If you put Chronicle into the alternative super-hero genre, this is one of the best ones that's been made to date. If you classify it as a "found footage" flick, I'd only put it behind the verisimilitude of The Blair Witch Project and the inspired filmmaking of Video X. You should definitely watch it that is, if you can keep a clear head and a calm stomach.
Three of the dumbest teenagers on planet Earth (and that's amongst fierce competition at their high school) acquire powers that far from turning them into super heroes, turns them in to ultra dumb fatheads with incredible super powers, who apart from shouting and whooping at each other (do all American kids truly behave like that? It's exhausting) at every given opportunity, spend an in ordinate amount of the picture spouting banal dialogue (12 year olds would get it perhaps) and being completely thick.

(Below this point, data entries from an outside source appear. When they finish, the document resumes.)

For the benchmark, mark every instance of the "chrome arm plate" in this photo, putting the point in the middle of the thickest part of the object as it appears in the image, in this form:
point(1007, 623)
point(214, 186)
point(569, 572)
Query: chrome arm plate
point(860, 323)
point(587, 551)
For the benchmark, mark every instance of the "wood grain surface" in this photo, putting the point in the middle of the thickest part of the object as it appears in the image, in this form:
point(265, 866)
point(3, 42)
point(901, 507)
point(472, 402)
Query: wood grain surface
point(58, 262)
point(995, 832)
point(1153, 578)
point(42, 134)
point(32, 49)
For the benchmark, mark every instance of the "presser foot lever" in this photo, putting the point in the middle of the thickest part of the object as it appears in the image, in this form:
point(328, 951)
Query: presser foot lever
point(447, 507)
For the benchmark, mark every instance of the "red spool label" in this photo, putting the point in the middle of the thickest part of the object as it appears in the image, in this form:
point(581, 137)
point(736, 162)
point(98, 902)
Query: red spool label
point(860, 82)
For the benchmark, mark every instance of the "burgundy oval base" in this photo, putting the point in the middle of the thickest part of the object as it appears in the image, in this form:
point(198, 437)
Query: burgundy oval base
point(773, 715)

I know when we're young we're unworldly and naive and given to making rash judgements and poor decisions, but these guys get the award stereotypical teen movie morons. Of course its in the script - if indeed there was one for much of the dialogue seemed off the cuff and spontaneous. The three principles are really good at their craft, working with what was a clichéd portrait of American schools and teens. Yuh know, the school bullies, the cheer leaders, the party animals right down to the local neighbourhood thugs in Andrew's (one of the three boys and principal characters) Piney leafy neighbourhood, albeit a neighbourhood that's distressed and low rent. I got very frustrated by the illogical and banal dialogue and just couldn't see how the three boys could continue to be around each other as they spent a lot of time at loggerheads and being macho (Yawn!) with each other. As long as you're not looking for any intellectual approach to the script this will satisfy those who have been missing Superman lately and in fact at times it put me in mind of one of the early Superman movies with Christopher Reeve. Its Schlock as far as I'm concerned, but kids will probably identify with it.... sadly! Good performances from Alex Russell and Michael B Jordan and a truly terrifying performance from Michael Kelly as Andrew's drunken sadistic father.